Sebagian besar perluasan wilayah kekuasaan itu
berhasil diraih berkat peperangan. Namun tidak demikian halnya dengan
Kerajaan Sunda yang menguasai wilayah bagian barat Pulau Jawa. Purwadi
secara terang-terangan mengungkapkan upaya Gajah Mada melalui tipu
muslihat sehingga pada tahun 1357 bisa mendatangkan Sri Baduga dan para
pembesar Sunda ke Majapahit dan dibinasakan secara kejam di lapangan
Bubat. Mengutip dasar tulisannya dari Kidung Sundayana, buku setebal 270
halaman itu, sembilan halaman dalam Bab VIII, Sumpah Palapa Gajah Mada
Sebagai Politik Integrasi Nasional, bagian ini mengangkat hubungan
dengan dengan Kerajaan Pakuan Pajajaran yang belum juga mengakui
kekuasaan Majapahit, walau sudah dua kali diserang. Akhirnya, alih-alih
Raja Hayam Wuruk yang lajang ingin menyunting putri Sunda yang kesohor
cantik jelita, maka diutuslah Tuan Anepaken untuk melamar Dyah Pitaloka
Citraresmi.
Maka ketika tiba saatnya, ratusan rakyat mengantar
keberangkatannya yang disertai raja dan para bangsawan Sunda ke
Majapahit dengan menggunakan perahu. Namun tiba-tiba, laut yang semula
biru, secara mendadak dilihatnya berubah menjadi hamparan air yang
berwarna merah. Tanda-tanda buruk itu rupanya tidak dihiraukan, sehingga
setelah sepuluh hari berlayar, rombongan tiba di Bubat.
Namun
apakah yang terjadi kemudian. Gajah Mada merasa keberatan menyambutnya
karena menganggap putri Dyah Pitaloka Citraresmi akan "dihadiahkan"
kepada Sang Raja.
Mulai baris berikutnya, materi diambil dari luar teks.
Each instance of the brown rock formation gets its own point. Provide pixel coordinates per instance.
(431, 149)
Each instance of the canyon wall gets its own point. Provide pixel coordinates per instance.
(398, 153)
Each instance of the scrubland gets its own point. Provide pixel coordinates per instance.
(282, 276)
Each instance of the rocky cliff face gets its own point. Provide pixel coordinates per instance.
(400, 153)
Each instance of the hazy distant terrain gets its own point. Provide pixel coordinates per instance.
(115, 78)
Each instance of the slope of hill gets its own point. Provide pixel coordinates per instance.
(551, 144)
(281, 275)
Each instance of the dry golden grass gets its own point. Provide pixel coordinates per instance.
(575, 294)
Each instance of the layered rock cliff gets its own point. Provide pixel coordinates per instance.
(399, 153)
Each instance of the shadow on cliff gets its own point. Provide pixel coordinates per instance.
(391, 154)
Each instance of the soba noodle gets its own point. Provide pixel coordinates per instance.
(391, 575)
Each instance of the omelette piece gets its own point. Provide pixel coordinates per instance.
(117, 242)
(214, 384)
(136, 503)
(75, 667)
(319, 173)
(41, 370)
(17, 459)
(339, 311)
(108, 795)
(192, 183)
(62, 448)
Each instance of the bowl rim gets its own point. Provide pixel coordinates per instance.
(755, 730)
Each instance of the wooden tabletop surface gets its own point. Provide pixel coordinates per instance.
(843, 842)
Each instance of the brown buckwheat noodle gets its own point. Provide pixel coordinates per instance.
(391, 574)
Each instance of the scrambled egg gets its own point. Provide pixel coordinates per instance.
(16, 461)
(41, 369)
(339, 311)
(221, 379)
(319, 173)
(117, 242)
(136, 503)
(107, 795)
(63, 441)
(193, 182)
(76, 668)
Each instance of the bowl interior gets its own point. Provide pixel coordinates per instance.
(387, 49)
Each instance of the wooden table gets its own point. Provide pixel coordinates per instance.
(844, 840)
Sebaliknya Raja Sunda dan rombongan tetap bersikukuh
bahwa putri Sunda yang cantik jelita itu akan "dipinang" oleh Hayam
Wuruk. Perbedaan pendapat yang kemudian menimbulkan ketegangan itu
akhirnya mencapai puncaknya setelah utusan Pasundan yang bernama Patih
Anakepan mencela dengan keras sikap Gajah Mada. Bahkan ia mengingatkan
adanya bantuan Pasundan yang tidak sedikit kepada Majapahit ketika
menaklukkan Bali.
Purwadi menuturkan, sebelum ada keputusan
sidang mahkota, Gajah Mada mendahului menyerang di sebelah utara kota
Majapahit. Maka peperangan pun tak terhindarkan. Para kstaria terkemuka
dari pihak Sunda yang bersemangat berperang ialah Larang Agung, Tuan
Sohan, Tuan Gampong, Panji Melong, orang-orang dari Tobong Barang,
Rangga Cahot, Tuan Usus, Pangulu, Rangga Kaweni, orang Siring,
Satrajali, Jagadsaya, dan banyak lagi. Namun karena tujuan mereka bukan
untuk berperang, maka hasil akhir peperangan itu sudah bisa ditebak.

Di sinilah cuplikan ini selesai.